Sulla base di poche e approssimative tracce recuperate tra gli archivi del Comune di Giuggianello, dell’Ospedale Psichiatrico di Lecce e negli Archivi Militari, siamo riusciti a ricostruire la parabola umana di un giovane ragazzo caduto nell’ingranaggio feroce e letale della guerra.

Da giovane militare, promosso a tiratore scelto, seguiamo la parabola discendente di un ragazzo fragile fino a toccare il precipizio della depressione, della follia e infine della morte.

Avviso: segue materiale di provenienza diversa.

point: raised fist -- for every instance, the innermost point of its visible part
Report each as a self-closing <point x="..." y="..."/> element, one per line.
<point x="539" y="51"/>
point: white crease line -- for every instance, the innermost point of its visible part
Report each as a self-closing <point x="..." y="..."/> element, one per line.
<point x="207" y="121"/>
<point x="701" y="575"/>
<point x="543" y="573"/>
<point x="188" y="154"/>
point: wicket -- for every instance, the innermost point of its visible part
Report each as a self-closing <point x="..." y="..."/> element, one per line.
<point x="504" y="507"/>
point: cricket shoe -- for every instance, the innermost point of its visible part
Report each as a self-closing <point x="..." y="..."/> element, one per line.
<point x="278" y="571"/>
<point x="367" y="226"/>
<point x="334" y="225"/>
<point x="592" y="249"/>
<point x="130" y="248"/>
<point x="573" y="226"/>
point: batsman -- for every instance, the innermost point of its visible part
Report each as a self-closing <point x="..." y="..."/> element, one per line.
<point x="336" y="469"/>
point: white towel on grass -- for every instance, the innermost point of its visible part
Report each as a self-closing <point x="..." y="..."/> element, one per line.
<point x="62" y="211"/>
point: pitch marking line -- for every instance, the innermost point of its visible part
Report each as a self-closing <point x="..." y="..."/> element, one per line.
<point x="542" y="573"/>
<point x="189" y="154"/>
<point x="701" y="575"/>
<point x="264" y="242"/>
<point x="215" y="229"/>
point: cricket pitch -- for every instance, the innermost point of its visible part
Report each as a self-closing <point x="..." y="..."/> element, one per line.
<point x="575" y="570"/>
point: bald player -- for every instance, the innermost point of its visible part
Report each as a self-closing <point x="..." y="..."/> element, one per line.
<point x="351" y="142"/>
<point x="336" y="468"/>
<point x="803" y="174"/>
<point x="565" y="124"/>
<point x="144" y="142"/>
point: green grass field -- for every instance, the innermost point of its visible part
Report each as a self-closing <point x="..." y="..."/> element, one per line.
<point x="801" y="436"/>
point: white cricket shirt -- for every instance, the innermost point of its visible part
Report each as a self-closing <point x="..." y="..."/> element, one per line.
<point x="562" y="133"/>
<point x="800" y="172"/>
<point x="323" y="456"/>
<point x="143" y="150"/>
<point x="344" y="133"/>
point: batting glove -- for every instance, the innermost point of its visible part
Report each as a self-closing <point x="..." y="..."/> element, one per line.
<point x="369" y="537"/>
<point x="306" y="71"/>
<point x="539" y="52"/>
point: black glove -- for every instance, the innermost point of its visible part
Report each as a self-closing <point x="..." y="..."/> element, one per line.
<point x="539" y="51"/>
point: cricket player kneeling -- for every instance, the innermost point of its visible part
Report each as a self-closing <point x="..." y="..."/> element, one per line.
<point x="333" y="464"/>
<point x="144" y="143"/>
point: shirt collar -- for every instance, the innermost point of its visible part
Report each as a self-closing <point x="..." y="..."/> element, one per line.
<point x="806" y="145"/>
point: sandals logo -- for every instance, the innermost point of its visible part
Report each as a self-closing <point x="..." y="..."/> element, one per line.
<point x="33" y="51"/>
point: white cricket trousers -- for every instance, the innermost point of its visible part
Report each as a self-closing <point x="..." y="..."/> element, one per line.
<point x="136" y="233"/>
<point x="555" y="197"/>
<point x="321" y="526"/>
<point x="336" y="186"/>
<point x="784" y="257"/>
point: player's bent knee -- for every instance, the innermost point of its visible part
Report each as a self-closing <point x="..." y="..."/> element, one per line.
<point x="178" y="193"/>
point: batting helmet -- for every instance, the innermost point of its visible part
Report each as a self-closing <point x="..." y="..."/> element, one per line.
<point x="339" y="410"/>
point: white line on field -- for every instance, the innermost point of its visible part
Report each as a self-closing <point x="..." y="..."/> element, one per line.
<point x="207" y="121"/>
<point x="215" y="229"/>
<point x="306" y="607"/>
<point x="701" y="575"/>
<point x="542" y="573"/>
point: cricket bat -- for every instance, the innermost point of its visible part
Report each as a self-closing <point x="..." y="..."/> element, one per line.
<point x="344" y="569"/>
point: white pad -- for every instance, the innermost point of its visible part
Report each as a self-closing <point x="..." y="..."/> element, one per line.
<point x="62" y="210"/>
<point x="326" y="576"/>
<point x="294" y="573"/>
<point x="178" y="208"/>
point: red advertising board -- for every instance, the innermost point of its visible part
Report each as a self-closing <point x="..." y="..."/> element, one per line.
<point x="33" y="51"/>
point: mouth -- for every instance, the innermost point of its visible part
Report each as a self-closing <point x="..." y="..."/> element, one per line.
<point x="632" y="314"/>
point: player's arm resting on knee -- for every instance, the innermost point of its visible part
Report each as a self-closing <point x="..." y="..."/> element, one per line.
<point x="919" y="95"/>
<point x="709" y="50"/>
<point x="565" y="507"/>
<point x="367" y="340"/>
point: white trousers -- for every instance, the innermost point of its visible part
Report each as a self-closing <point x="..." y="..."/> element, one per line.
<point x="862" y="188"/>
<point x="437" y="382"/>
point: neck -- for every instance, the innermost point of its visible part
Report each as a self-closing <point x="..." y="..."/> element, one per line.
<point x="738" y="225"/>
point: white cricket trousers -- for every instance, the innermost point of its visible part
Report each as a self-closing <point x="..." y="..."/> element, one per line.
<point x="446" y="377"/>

Ricostruendo le poche notizie ritrovate e ipotizzando i suoi spostamenti durante il periodo bellico abbiamo immaginato degli accadimenti che verosimilmente hanno condotto la vita di questo ragazzo nel baratro della malattia psichica.

Abbiamo così creato delle lettere che Cristoforo scrive a sua madre durante tutto il calvario e ne abbiamo immaginato i dettagli attraverso una serie di studi di casi simili.

Questa storia si fa esemplare di ogni vita sottratta al suo destino e diventa un canto universale contro tutte le guerre.

Lo spettacolo è nato nell’ambito del progetto Tante Storie vinto dal Comune di Giuggianello e sostenuto dal Teatro Pubblico Pugliese.